On Convergence of Incremental Gradient for Non-Convex Smooth Functions
Anastasia Koloskova, Nikita Doikov, Sebastian U. Stich, Martin Jaggi
TL;DR
The paper analyzes stochastic gradient methods under arbitrary data ordering for non-convex smooth finite-sum objectives, introducing an adaptive correlation-time framework. By partitioning iterations into correlated blocks of size $\tau = \Theta(1/(L\gamma))$ and bounding a period-variance $\sigma^2_{\tau}$, it derives an $\mathcal{O}\left( \frac{F_0}{\gamma T} + L^2 \gamma^2 \sigma^2_{\tau} \right)$ convergence rate. This framework yields improved rates for Incremental Gradient and Single Shuffle over prior $n$-dependent bounds, and it recovers classical SGD rates in the appropriate limit. The results are complemented by experiments showing shuffle-based orders (SS and RR) often outperform plain SGD across quadratic, logistic, and neural network tasks, with stronger gains at smaller learning rates. Overall, the work provides a unified, order-aware theory that explains and quantifies when data ordering accelerates non-convex optimization in practice.
Abstract
In machine learning and neural network optimization, algorithms like incremental gradient, and shuffle SGD are popular due to minimizing the number of cache misses and good practical convergence behavior.

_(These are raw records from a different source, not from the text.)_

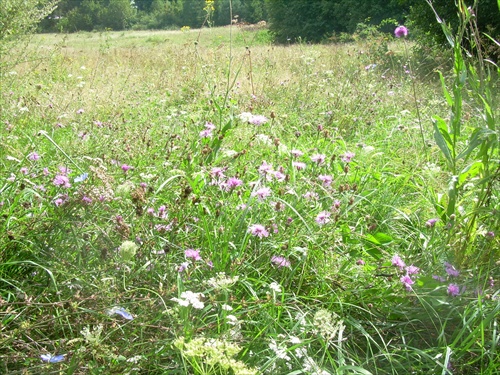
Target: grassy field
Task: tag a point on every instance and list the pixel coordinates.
(205, 202)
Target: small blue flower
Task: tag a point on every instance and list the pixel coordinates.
(52, 358)
(120, 311)
(82, 177)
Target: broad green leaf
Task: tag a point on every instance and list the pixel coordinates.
(446, 93)
(470, 171)
(442, 138)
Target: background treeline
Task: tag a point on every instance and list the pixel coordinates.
(88, 15)
(289, 20)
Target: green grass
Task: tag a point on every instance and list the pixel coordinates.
(96, 102)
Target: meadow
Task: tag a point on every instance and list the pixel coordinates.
(206, 202)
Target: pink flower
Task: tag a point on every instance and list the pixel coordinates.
(398, 262)
(280, 261)
(233, 183)
(299, 165)
(258, 230)
(347, 157)
(401, 31)
(262, 193)
(258, 120)
(126, 167)
(192, 254)
(323, 217)
(453, 290)
(431, 223)
(412, 270)
(325, 179)
(61, 180)
(407, 282)
(450, 270)
(33, 156)
(318, 158)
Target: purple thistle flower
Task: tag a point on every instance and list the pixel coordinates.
(441, 279)
(61, 180)
(318, 158)
(126, 167)
(233, 183)
(450, 270)
(347, 157)
(258, 230)
(299, 165)
(325, 179)
(412, 270)
(33, 156)
(401, 31)
(192, 254)
(431, 223)
(398, 262)
(453, 290)
(258, 120)
(262, 193)
(323, 217)
(280, 261)
(407, 282)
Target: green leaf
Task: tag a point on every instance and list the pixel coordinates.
(442, 138)
(470, 171)
(446, 93)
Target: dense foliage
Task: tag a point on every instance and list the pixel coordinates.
(87, 15)
(316, 19)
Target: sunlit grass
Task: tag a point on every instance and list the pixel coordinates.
(160, 229)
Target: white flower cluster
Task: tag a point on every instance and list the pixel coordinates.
(190, 298)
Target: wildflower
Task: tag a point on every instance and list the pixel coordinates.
(86, 200)
(265, 168)
(280, 261)
(192, 254)
(323, 217)
(299, 165)
(184, 266)
(412, 270)
(33, 156)
(233, 183)
(52, 358)
(439, 278)
(325, 179)
(310, 195)
(275, 287)
(401, 31)
(262, 193)
(128, 250)
(126, 167)
(431, 223)
(450, 270)
(61, 180)
(258, 230)
(453, 290)
(318, 158)
(207, 133)
(347, 157)
(81, 178)
(190, 298)
(120, 311)
(398, 262)
(258, 120)
(407, 282)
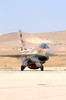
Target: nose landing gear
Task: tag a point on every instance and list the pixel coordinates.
(42, 68)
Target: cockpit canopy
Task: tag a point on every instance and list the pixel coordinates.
(44, 46)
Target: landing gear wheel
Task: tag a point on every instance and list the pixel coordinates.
(22, 68)
(42, 68)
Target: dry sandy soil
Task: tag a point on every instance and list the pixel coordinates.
(32, 85)
(10, 44)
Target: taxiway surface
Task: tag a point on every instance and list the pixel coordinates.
(32, 85)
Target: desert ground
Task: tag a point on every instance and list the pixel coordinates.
(32, 85)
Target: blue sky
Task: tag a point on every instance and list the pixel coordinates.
(32, 16)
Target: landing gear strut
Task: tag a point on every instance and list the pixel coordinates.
(22, 68)
(42, 68)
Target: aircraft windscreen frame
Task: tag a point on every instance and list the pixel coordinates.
(44, 46)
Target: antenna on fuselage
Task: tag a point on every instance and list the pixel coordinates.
(22, 41)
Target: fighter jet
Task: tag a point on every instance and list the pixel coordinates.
(32, 58)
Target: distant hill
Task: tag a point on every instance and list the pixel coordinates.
(11, 41)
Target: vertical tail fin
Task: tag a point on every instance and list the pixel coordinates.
(22, 41)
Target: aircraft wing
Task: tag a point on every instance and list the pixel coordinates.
(60, 54)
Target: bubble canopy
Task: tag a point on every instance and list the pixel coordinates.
(44, 46)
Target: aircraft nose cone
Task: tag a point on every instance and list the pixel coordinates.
(50, 53)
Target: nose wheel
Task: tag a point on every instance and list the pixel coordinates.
(22, 68)
(42, 68)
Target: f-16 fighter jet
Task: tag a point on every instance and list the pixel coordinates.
(31, 57)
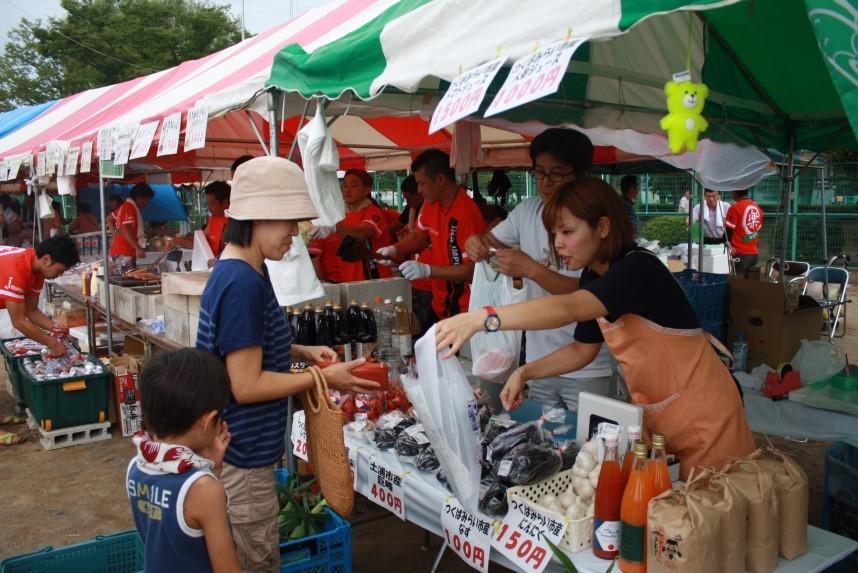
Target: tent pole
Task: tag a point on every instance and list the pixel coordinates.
(106, 260)
(273, 122)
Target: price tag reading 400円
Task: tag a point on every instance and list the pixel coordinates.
(521, 536)
(466, 533)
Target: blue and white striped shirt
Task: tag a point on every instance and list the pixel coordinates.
(239, 310)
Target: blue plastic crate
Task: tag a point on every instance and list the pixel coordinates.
(116, 553)
(326, 552)
(707, 293)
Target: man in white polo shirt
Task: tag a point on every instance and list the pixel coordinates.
(558, 156)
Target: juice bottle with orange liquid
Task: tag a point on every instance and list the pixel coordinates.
(634, 437)
(633, 515)
(658, 465)
(609, 496)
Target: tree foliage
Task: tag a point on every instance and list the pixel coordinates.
(103, 42)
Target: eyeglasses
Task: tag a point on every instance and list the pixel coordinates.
(553, 176)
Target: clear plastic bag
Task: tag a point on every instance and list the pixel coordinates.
(494, 354)
(446, 407)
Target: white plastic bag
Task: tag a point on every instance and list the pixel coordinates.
(494, 354)
(446, 406)
(321, 160)
(818, 360)
(293, 278)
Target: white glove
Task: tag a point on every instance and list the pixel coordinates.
(413, 270)
(322, 232)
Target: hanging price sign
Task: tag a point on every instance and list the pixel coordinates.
(466, 533)
(299, 435)
(521, 536)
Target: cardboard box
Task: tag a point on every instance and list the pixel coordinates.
(127, 395)
(773, 325)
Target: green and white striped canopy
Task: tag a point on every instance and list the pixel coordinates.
(775, 68)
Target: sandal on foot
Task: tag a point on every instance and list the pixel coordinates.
(10, 439)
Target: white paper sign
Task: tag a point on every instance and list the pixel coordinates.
(534, 76)
(104, 148)
(71, 161)
(464, 95)
(466, 533)
(143, 140)
(198, 121)
(520, 537)
(86, 157)
(299, 435)
(384, 487)
(168, 143)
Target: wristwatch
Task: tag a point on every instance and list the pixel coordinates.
(492, 321)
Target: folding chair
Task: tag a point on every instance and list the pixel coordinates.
(829, 286)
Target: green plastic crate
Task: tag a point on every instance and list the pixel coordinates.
(116, 553)
(67, 402)
(13, 370)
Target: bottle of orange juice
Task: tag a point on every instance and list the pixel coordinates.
(634, 437)
(633, 514)
(658, 465)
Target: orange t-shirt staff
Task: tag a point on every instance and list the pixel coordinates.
(217, 202)
(363, 228)
(128, 238)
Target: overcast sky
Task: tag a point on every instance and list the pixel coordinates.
(259, 15)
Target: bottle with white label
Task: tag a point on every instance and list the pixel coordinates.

However, their optimization properties in theory, especially for non-convex smooth functions, remain incompletely explored. This paper delves into the convergence properties of SGD algorithms with arbitrary data ordering, within a broad framework for non-convex smooth functions. Our findings show enhanced convergence guarantees for incremental gradient and single shuffle SGD. Particularly if $n$ is the training set size, we improve $n$ times the optimization term of convergence guarantee to reach accuracy $\varepsilon$ from $O(n / \varepsilon)$ to $O(1 / \varepsilon)$.